EURO remains bearish despite Greek Bailout

FX Strategy Articles > Fundamental articles

The EURO, which has been batted against other major cross currencies, has been given a reprieve after the European Union announced it was going to bail out the Greek economy for the second time.  The second bailout is again expected to top 100 Billion EUROs. Even with the bailout, the EURO failed to rally against any of the major cross currencies late in trading on Friday. It will be interesting to see what market participants make of the announcement during trading this week.

The announcement by the EU clearly shows their willingness to support Greece and in turn the EURO. However, the bailout still needs to be accepted by Greek parliamentarians must commit to a series of reforms including €28 billion of budget cuts over the next five years, and up to €50 billion in privatised state holdings being sold off to repay the debt.

Whilst the majority of Europe will need to dig into their pockets to support the bailout, Great Britain firmly announced that they would not be participating directly in any bailout. However, it’s almost certain that GB banks will indirectly be affected by Greece’s worsening financial condition.

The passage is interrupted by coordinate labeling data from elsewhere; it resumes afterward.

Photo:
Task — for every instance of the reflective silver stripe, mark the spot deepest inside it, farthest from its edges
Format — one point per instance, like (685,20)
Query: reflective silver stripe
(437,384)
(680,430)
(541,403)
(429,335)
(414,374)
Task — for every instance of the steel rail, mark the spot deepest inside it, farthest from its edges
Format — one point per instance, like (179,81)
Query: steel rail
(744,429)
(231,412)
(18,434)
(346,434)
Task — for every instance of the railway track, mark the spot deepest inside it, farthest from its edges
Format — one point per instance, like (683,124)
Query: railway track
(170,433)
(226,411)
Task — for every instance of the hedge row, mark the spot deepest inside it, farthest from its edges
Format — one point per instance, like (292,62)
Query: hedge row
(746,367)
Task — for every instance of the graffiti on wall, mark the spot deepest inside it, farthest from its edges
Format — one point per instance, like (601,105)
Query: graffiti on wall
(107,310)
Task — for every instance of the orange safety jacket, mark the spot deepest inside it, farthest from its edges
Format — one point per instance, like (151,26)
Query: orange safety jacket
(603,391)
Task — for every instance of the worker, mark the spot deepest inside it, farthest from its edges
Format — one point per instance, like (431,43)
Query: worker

Worst affected has been the EUR/CHF as the CHF is seen as a safe currency during a crisis. This is shown by the chart below which shows the EUR/CHF declining at a rapid rate over the past few months. The EUR/GBP also looks bearish with a possible double top building.

The USD/EUR by contrast appears to be reasonably neutral despite the issues the EUR has been having. This might be a legacy of the issues the USD has been having as well with no clear trend emerging between that pair.